This story truly proves that opposites attracts and that love works in mysterious ways. Luc and Oliver are literally complete opposites of each other and have absolutely nothing in common. At least on the surface… Luc is the son of a famous rock star, who abandoned him when he was just a kid, but that doesn’t mean he’s spared the gossip tabloids or the fake friends trying to take advantage of his fame. Disillusioned and miserable he constantly screws things up. Finally, a compromising photo threatens to make him loose his job. So he needs a very reputable and cultured fake boyfriend to show he’s reformed… and Oliver is as nice and normal as can be; a barrister and an ethical vegetarian who’s never inspired a moment of scandal in his life. When he’s in need of a partner for a big family even, the fake-dating scheme is on. At first, it’s as awkward as could be expected as they have no common ground and pretty much have no clue why the other acts like they do. But soon the fake-dating scheme starts to feel dangerously much like real-dating...

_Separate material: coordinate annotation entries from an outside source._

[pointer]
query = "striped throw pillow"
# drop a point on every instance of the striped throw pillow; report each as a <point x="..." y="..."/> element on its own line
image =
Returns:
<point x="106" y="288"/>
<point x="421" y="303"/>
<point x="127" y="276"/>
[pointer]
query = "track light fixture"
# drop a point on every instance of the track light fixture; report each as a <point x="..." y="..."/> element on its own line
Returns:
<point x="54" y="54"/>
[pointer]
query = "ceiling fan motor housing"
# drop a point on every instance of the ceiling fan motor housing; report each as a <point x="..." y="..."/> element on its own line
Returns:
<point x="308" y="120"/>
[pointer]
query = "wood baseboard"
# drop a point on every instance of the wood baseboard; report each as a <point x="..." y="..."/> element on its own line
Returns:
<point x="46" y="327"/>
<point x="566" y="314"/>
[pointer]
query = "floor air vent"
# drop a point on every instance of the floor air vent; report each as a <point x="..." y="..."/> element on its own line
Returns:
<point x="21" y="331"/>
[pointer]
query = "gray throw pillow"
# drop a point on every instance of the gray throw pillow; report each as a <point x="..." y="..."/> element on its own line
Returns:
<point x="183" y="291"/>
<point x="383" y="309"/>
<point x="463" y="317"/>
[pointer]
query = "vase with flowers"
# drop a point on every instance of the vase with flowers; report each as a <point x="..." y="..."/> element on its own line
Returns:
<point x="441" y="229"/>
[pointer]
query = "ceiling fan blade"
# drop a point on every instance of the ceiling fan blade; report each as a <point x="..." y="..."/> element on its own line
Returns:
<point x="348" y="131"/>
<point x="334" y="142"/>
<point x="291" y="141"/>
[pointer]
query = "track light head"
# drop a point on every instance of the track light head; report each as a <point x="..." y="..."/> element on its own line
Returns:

This story is so sweet and funny, I absolutely adored the British humor with all sarcasms, bantering and the stiff upper class and dung beetles fund raising jokes. There are some truly amazing secondary characters, like Luc’s mother and her lady friend, the posh and completely clueless co-workers, the groups of friends and the great queer representation. But what makes this story so special are the two main characters and all the feelings behind the humor.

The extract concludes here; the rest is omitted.